You are somewhere past the halfway point of a trip - say, day six of ten in Chiang Mai - when the signal bar on your data plan does the thing it always does. It thins. You are mid-map, mid-message, or mid-argument about which songthaew to flag down, and the thought arrives with unhelpful clarity: I am about to run out.
This used to be a genuine crisis. You'd need a shop that sold your carrier's top-up cards, in a language you didn't read, during opening hours you didn't know. Then you'd need to redeem the thing, usually by dialling a code that looked like a phone number having a breakdown.
None of that applies here. A travel eSIM doesn't run out and go dark - it runs out and asks, politely, for more.
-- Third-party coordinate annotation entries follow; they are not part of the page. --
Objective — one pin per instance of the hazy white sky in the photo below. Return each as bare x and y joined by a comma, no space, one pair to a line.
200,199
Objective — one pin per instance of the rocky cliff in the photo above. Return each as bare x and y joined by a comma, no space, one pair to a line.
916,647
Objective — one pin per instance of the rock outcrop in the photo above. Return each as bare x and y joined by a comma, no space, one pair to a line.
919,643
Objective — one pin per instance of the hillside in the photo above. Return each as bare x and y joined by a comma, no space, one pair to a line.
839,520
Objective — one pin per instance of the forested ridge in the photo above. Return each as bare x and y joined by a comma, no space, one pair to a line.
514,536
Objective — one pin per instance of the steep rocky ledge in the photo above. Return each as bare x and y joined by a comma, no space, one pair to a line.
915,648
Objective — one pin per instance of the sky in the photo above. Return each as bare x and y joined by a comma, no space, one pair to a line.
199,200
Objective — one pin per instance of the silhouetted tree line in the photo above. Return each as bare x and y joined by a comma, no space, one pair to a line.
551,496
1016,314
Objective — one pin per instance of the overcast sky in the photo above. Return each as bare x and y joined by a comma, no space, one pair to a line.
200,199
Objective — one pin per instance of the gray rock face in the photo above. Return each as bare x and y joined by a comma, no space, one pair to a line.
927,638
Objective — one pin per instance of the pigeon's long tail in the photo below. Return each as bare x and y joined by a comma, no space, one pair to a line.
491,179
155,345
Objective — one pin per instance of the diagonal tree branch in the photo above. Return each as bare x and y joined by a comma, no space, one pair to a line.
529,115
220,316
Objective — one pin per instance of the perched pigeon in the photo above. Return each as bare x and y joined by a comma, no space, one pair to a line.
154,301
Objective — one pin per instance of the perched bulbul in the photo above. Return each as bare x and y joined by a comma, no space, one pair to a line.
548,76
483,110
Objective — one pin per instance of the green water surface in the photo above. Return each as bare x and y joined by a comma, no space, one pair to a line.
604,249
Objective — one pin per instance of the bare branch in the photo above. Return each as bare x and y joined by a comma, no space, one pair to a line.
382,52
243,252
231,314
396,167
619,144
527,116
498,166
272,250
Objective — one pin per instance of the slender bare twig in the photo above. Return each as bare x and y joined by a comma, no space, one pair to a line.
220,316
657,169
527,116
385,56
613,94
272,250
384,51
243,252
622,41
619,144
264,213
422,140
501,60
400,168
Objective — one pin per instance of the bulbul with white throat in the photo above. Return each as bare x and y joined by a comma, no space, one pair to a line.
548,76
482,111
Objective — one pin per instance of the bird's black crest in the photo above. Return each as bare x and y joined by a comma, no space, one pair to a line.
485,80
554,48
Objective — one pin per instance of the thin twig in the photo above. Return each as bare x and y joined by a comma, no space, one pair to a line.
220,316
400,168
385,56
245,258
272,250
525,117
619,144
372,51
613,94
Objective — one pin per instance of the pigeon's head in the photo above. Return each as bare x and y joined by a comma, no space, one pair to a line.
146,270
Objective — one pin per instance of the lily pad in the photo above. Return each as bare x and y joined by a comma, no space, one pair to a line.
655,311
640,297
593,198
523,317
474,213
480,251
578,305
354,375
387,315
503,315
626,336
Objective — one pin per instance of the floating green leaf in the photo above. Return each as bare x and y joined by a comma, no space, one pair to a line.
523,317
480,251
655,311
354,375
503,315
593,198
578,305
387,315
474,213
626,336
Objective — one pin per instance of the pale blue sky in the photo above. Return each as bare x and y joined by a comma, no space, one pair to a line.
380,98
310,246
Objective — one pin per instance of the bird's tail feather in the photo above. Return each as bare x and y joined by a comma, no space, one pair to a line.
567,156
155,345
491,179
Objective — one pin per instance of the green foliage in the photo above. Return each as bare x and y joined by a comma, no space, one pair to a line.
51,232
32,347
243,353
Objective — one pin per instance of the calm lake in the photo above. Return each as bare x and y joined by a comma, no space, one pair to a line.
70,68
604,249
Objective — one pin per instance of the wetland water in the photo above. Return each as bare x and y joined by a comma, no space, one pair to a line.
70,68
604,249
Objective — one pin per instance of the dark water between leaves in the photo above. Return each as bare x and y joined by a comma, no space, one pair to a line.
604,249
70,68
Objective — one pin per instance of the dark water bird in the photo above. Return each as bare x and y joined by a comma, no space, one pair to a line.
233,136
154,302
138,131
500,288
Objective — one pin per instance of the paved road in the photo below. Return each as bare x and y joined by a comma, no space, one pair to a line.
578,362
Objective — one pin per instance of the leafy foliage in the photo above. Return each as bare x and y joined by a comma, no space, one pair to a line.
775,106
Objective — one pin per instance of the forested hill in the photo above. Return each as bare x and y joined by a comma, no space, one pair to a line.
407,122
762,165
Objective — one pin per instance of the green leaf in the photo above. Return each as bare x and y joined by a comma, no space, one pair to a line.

What "topping up" actually means
Your eSIM is a profile, not a physical object, so adding data or days to it isn't a new SIM, a new QR code, or a new install. It's the same profile, given more room. Open the Sonet account page, pick the amount you want, and the extra data attaches to the plan already running on your phone. No reinstall, no new settings screen, no paperclip you don't have.
The whole thing takes under a minute, which matters more than it sounds like it should. The moments you need to top up are rarely convenient ones - a train platform, a queue for a temple, the back of a tuk-tuk - and "under a minute" is the difference between fixing it now and fixing it three stops later.